吴巡回神,急道:“可这里的人若放走了……万一她就混在其中呢?”
傅翊转头看着他。
目光淡漠得让吴巡打了个颤。
“还没明白吗?她根本没一同进宫。”
吴巡变了脸色:“这、这怎么可能?”
后面的秦玉容被邹妈妈扶住,主仆二人几乎同时轻轻抖了抖。
傅翊突然回头:“很害怕?因为我说对了对吧?”
“我……我不懂郡王何意。”秦玉容内心慌得要命,但一想到大不了就是个死,她早该死了,于是说话也就顺畅许多了。
吴巡突地喊道:“主子,那咱们是不是得即刻去城门口堵人?”
“从离府,到入宫,再到我面圣回来,你说有多久了?”
吴巡喉头一紧。
这其中算计得恰到好处。
傅翊跨过门槛走了出去,身后的人他未再多看一眼。
“怀晏,人是拦住了吧?”皇帝立在檐下问他。
傅翊先拜了拜:“拦住了。”
“那便好……哎,梁王实在是!年纪不小了,却还净做些孩童把戏。”皇帝眉心皱纹深深,“朕定会让他向你赔礼道歉。”
“多谢陛下好意。”傅翊抬起头,迎上皇帝打量探究的目光。
往日他还要多说上两句话。
今日倒也都省了力气。
皇帝还等了片刻,见他真不再说话,便又叹了一声:“此事不宜大张旗鼓,免得有损你的颜面。朕就做主再为你选一个更好的女子。”
他甚至没有细问,郡王妃与梁王之间究竟有什么牵扯,梁王为何要帮她离开?
他也没有问郡王妃是如何解释的。
一个早已不得圣宠的侯府的女儿罢了……攀上梁王,就是她不该!
秦玉容那厢跟出来,恰好听见这话。
这是什么意思?
她眼皮一颤,骤然意识到自己从前想得太过简单。
她很害怕,但更多是痛苦想哭。
就如当初皇帝指婚武宁侯府一样……今日皇帝也轻飘飘的,就又要再重新指婚。那她成了什么?
“侯府女”这个人,在皇帝口中,好像根本就不算是个人。
母亲的算盘落空了。
落空了……
秦玉容的表情难掩失魂落魄。
邹妈妈这时候狠狠掐了她一把,实在恨铁不成钢!怎么还是遇事就怕呢?
“父皇……”这时昭宁公主也走了出来,朝皇帝福了福身。
皇帝冷淡道:“好了,都先过去吧,皇后近日身体不好,莫要再让她伤神。
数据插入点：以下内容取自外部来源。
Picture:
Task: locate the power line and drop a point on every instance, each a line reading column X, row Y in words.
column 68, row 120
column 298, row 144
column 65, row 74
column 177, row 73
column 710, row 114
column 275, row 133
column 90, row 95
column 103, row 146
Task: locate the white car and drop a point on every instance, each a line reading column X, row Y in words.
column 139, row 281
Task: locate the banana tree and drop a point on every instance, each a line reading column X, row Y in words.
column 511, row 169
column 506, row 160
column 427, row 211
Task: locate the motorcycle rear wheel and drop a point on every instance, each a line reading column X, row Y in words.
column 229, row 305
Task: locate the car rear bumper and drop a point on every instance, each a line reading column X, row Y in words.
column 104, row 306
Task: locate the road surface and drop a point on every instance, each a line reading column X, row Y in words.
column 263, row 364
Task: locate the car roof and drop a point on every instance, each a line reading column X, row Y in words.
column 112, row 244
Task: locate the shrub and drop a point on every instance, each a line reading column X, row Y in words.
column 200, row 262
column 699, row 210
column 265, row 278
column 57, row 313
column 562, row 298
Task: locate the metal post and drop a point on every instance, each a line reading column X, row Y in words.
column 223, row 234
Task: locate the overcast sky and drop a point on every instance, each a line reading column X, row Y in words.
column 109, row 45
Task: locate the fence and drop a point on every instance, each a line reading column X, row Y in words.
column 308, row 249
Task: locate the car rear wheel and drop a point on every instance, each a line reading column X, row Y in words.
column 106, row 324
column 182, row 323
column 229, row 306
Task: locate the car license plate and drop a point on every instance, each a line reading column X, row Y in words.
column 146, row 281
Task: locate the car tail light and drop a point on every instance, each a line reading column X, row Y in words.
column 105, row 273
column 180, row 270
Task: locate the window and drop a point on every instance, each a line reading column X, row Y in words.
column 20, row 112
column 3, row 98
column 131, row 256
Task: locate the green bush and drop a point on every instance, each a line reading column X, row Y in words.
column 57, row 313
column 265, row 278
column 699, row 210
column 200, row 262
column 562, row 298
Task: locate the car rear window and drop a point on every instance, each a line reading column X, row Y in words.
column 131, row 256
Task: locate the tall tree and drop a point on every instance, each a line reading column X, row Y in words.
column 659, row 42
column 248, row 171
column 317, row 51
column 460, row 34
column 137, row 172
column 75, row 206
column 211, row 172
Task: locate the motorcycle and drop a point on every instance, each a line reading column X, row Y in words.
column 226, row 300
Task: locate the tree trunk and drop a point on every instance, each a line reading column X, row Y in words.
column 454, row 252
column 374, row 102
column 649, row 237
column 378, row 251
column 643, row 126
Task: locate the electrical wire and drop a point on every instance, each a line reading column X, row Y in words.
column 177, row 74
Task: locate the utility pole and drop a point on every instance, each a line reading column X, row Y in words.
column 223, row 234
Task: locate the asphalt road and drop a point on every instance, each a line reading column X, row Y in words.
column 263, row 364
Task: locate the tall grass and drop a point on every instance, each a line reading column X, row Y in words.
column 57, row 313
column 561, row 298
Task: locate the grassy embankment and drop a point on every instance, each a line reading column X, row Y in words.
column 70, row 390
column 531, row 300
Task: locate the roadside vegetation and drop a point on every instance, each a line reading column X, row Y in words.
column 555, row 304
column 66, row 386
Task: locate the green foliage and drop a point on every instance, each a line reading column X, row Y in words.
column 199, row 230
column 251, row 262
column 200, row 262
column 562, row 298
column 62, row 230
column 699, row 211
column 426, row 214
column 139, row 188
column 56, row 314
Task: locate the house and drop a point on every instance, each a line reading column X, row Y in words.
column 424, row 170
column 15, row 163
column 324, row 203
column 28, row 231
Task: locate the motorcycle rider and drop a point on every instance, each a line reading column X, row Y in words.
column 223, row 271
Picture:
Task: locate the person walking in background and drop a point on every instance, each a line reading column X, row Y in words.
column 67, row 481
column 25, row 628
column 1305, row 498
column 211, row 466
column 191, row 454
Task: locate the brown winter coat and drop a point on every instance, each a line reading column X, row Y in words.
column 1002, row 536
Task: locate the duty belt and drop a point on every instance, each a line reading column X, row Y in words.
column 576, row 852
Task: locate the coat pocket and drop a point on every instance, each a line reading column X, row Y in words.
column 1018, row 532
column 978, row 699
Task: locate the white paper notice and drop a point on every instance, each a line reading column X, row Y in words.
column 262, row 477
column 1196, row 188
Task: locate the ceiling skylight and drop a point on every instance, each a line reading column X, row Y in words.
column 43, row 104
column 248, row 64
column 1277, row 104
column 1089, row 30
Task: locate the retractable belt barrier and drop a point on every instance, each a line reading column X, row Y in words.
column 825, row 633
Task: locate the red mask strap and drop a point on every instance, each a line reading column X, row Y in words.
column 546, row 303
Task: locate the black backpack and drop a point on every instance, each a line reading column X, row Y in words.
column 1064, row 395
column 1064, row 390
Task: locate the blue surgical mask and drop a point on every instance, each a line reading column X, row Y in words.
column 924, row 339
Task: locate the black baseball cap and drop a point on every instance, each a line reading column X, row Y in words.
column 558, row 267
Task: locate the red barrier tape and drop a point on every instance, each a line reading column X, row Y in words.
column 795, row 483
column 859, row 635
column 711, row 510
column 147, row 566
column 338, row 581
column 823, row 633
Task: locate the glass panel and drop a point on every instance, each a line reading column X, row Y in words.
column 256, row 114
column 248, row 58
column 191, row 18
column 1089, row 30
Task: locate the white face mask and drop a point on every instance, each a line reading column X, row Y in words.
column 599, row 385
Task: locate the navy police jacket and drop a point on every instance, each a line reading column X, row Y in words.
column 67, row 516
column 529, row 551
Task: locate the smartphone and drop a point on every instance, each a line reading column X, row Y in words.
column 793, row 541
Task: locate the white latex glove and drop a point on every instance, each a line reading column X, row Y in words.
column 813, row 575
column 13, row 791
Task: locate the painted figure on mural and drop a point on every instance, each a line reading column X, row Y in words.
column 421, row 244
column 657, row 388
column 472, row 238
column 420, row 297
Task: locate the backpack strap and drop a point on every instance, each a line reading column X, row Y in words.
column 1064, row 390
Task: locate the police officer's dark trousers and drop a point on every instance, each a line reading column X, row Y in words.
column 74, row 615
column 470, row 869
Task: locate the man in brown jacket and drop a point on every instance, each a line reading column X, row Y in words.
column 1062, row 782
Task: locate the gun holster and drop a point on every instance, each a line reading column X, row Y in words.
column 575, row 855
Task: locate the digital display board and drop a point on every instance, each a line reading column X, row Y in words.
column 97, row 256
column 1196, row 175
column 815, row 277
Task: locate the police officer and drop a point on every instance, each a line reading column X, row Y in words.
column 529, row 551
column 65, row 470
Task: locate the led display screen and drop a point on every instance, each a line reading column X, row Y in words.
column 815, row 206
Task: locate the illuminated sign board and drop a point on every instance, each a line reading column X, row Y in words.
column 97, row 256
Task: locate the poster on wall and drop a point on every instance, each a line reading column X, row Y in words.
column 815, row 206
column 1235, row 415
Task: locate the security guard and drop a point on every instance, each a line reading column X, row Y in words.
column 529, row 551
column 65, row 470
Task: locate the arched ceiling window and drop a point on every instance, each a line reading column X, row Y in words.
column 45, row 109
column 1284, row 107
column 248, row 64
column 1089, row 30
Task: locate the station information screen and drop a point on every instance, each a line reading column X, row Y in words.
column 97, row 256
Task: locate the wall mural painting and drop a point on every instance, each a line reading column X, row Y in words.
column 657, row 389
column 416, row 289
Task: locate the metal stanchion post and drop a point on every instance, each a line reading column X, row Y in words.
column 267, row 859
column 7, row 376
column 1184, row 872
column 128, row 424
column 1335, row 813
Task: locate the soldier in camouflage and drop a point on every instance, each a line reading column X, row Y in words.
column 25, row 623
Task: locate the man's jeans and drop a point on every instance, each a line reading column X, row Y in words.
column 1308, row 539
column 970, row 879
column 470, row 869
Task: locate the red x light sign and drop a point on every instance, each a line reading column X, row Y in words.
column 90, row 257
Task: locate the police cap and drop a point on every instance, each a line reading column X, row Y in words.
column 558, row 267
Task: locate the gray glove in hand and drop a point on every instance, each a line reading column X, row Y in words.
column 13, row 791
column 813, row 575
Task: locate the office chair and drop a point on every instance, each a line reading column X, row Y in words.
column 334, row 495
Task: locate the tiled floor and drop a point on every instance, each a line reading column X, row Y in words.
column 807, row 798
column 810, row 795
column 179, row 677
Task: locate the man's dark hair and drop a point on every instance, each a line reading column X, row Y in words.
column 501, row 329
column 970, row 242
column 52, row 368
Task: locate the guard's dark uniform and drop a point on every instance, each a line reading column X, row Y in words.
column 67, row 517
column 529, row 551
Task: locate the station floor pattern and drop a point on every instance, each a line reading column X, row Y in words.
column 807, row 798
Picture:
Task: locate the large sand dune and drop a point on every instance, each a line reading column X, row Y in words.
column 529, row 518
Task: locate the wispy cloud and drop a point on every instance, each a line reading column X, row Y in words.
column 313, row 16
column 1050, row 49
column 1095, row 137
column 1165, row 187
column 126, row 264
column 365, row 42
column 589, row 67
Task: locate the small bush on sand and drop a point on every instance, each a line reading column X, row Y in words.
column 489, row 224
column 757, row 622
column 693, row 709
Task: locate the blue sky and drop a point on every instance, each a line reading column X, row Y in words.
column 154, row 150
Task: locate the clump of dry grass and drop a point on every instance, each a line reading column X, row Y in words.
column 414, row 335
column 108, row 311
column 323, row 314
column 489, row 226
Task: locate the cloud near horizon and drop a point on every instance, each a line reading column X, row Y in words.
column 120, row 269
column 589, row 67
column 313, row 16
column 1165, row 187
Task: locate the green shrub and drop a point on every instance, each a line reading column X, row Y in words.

”
昭宁公主看了一眼傅翊的背影,随即将头埋得更低:“是。”
就这样在一片怪异紧绷的气氛之中,他们回到了举宴的大殿中。
秦玉容仍被安置在傅翊身边。
她心乱如麻,不知道回府后等着她的是什么……
没用了,死无对证、死不承认都没用了,一切都没用了。
她听见皇帝提到梁王,才明白过来——原来从她接受梁王的帮助开始,就注定完蛋了。
皇帝不会容忍有这样一个人,“带坏”了自己的儿子。
……
宫宴到底是结束了。
“主子?”吴巡小心地推了一把傅翊的手臂。
他惊异地发现,主子竟然在走神。
傅翊抬手捏了捏鼻梁:“回府,去把周云芙带上。”
秦玉容乍然听见朋友的名字,心头更是惊骇。叫她做什么?
丹朔郡王显然是不会为她解释的。
待她被邹妈妈扶起,傅翊都已然走远了。其他府上的女眷都禁不住投来诧异的一眼。
暗自嘀咕:“郡王也没有多喜欢这个郡王妃啊……”
秦玉容顿时狼狈地加快了步子。
……
一路无话回到郡王府上。
傅翊头也不回地吩咐了一句:“闭门。”
吴巡小心地看了一眼他的神情。别的分辨不出来,但心情应当是极差的。
“把人都带过来。”
“是!”
傅翊的确是走了一晚上的神。
她是怎么跑掉的,如何蒙蔽了他的,她要跑去哪里,她可有想过走后他会如何对武宁侯府……念头密密麻麻,将脑海塞得不透风。
他按下去一个,便又浮起来一个新的。
按下去一个,又浮起来一个。
他抬手按住额角:“将御医也叫过来吧。”
吴巡惊愕抬头,望向他那张看起来还平静如水的脸。
傅翊平静道:“我有些头疼。”
*
楚珍这日也不怎么好过,她提心吊胆了很久,用晚饭时都没什么胃口。
郡王府下人关心地问她:“可是不合口味?”
楚珍便尝试着说:“是有些不大适应,正欲同郡王说呢,我还是回侯府待些日子……”
下人满口道:“那郡王妃怎么舍得呢?”
楚珍就只好不提这话。
她现在觉得,她当时就不该主动登门来催促……她该相信那小丫头的。
楚珍疲惫地叹着气,下人过来了:“侯夫人,郡王妃要见你。”
楚珍看了看下人的脸色,不见异样。那想来……混过这一关了?
“好,我这就过去。”楚珍起身。
那小丫头应该也跑得足够远了吧?
*
陈留城,平安客栈。
“住店。”少女的声音从兜帽下响起。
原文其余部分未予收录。